Two Recent Statements Regarding the Use of the LIBOR Index
Back in November 2020, the Board of Governors of the Federal Reserve System (FR), Federal Deposit Insurance Corporation (FDIC), and Office of the Comptroller of the Currency (OCC) issued a joint statement on managing the LIBOR Transition. One of the main provisions stated that “…agencies encourage banks to cease entering into new contracts that use USD LIBOR as a reference rate as soon as practicable and in any event by December 31, 2021.” The statement then instructs that new contracts entered into before December 31, 2021 should either “…utilize a reference rate other than LIBOR or have robust fallback language that includes a clearly defined alternative reference rate after LIBOR’s discontinuation.” Even though the joint statement encourages the discontinuation of LIBOR, the statement gives some limited uses where LIBOR may still be appropriate. These examples include:
(i) transactions executed for purposes of required participation in a central counterparty auction procedure in the case of a member default, including transactions to hedge the resulting USD LIBOR exposure;
(ii) market making in support of client activity related to USD LIBOR transactions executed before January 1, 2022;
(iii) transactions that reduce or hedge the bank’s or any client of the bank’s USD LIBOR exposure on contracts entered into before January 1, 2022; and
(iv) novations of USD LIBOR transactions executed before January 1, 2022.
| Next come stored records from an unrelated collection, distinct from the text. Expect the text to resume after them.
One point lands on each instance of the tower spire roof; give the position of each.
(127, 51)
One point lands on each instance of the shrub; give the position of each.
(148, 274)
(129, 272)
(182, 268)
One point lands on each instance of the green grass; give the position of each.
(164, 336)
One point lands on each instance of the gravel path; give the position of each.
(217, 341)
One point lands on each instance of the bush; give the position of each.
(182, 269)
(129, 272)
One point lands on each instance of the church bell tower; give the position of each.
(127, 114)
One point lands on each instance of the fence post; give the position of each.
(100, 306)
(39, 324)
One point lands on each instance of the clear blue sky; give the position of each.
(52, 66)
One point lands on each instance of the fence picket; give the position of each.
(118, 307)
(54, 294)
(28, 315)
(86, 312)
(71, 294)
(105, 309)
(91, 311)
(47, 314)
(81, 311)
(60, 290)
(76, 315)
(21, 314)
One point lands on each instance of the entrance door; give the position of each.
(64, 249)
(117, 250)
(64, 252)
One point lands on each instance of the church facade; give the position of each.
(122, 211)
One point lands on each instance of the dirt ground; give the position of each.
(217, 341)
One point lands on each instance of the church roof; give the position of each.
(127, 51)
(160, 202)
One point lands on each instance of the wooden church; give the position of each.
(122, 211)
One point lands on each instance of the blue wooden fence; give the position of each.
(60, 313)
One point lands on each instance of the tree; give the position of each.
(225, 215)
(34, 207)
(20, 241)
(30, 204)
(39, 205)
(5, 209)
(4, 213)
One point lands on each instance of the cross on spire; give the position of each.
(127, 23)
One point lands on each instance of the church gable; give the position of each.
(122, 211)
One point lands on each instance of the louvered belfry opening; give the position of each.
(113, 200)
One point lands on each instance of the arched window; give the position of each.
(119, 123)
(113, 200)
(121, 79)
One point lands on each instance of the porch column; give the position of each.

In October 2021, six federal financial regulatory agencies issued another joint statement on managing the LIBOR transition to provide “…clarification regarding new LIBOR contracts, considerations when assessing appropriateness of alternative reference rates, and expectations for fallback language.”
Meaning of “New LIBOR Contracts”
The portion of the October 2021 statement that clarifies the meaning of new LIBOR contracts defines a new contract as “an agreement that (i) creates additional LIBOR exposure for a supervised institution or (ii) extends the terms of an existing LIBOR contract.” The statement specifies that a “draw on an existing agreement that is legally enforceable would not be viewed as a new contract.” The statement also suggests contracts entered into on or before December 31, 2021 should consider using a different reference rate or include fallback language. The prior November 30, 2020 interagency statement added some teeth to this announcement, by stating: “Given consumer protection, litigation, and reputation risks, the agencies believe entering into new contracts that use USD LIBOR as a reference rate after December 31, 2021, would create safety and soundness risks and will examine bank practices accordingly.” A conservative interpretation of this statement might conclude that the agencies may determine that using the LIBOR index is potentially a UDAAP violation or some other violation.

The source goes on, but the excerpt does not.